I was going to blur out the student's name to protect his privacy, and then I realised he had (very considerately) already made his name unreadable. Unfortunately for me, he also made all of his working out illegible too.

In the section that says "instructions to candidates", it says:

"Make sure you know what you have to do before starting your answer."Does anyone else disagree completely with this advice?

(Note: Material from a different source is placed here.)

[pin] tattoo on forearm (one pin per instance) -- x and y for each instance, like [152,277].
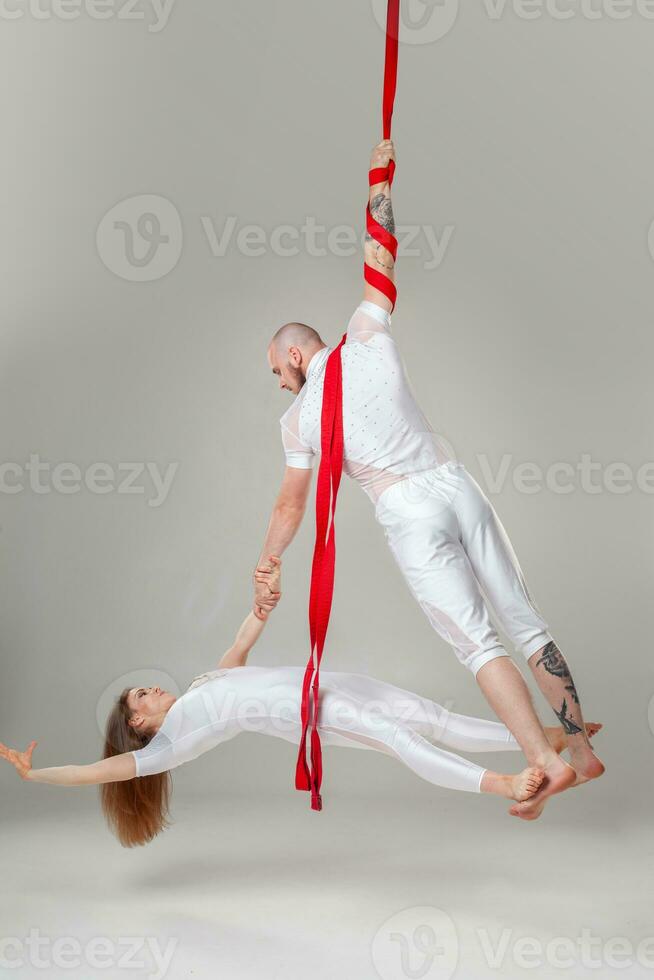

When trying to solve a maths problem, you will very rarely know what you have to do before you start answering it. For example, take the last question of this paper:

When I look at this question, I don't know exactly what the steps are and what the proof looks like. I know it will involve some angle rules, but which ones and in which order, I don't know. It would be completely stupid to sit there looking at the question for fifteen minutes trying to work out exactly what I need to do before starting my answer. The sensible thing to do would be to write down something you do know. For example, you know that OQ and OR are both radii and hence equal in length. After that, you might be a bit stuck, so you start trying things. Eventually, you might realise that drawing in the line PO would be helpful. At this point, you still don't know how you're going to complete the proof. You give some angles some letters, so that you can write some relationships more easily. You could let PQO=x, and therefore QPO=x too. Let ORP = y, so OPR =y. Then you might decide to work out QOP and ROP, not because you know that it's going to help, but because you know how to do it so you may as well. QOP= 180-2x, ROP = 180-2y. Then you work out QOR, because, well, it's there. QOR = 360-(180-2x)-(180-2y) = 2x+2y. Then you realise that QPR= x+y which means that you have proved it. Then you do a happy dance and probably write your maths teacher a note like "circle theorems is bae" (yes one of my students actually wrote that).

At no point during this proof had you worked out what you needed to do to answer the question. You tried some stuff, and some stuff led to other stuff, and eventually the problem was solved. This is how maths problems should be solved. If you know exactly how to answer the question before you start answering it, it's probably not a very interesting question.

I'm wondering whether the creator of this exam question intended for the students to know what they have to do before answering it. That would mean they were expecting students to have memorised by heart proofs to all of the circle theorems. What a depressing thought that is. How is regurgitating a bunch of proofs a sign of good mathematical thinking?

My head of department has a speech he likes to give students on this topic. (Actually, he has lots of speeches he likes to give, as his (and my) students know all too well). He says that it's like untangling your earphones. Earphones, as we know, automatically tangle themselves as soon as you stop using them. And when you want to use them, you have to spend a good five minutes untangling them. When you do this, do you look at the ball of entwined wires in your hand and think, "right, first I'll move that bit under that bit, then I'll pull this end through there, then I'll twist that bit round..."? Of course you don't, that would be silly. Instead, you get stuck in trying to untangle them. You pull bits and you twist bits and you play around with it. And eventually, no matter how bad the tangling was, you always succeed in getting them straightened out. This is exactly how you should tackle a maths problem.

So my advice would be to ignore the advice on the front of the exam paper. Well, except the bit that says "read each question carefully". Oh and also the bit that says "You are reminded of the need for clear presentation in your answers" (which several of my students definitely ignored).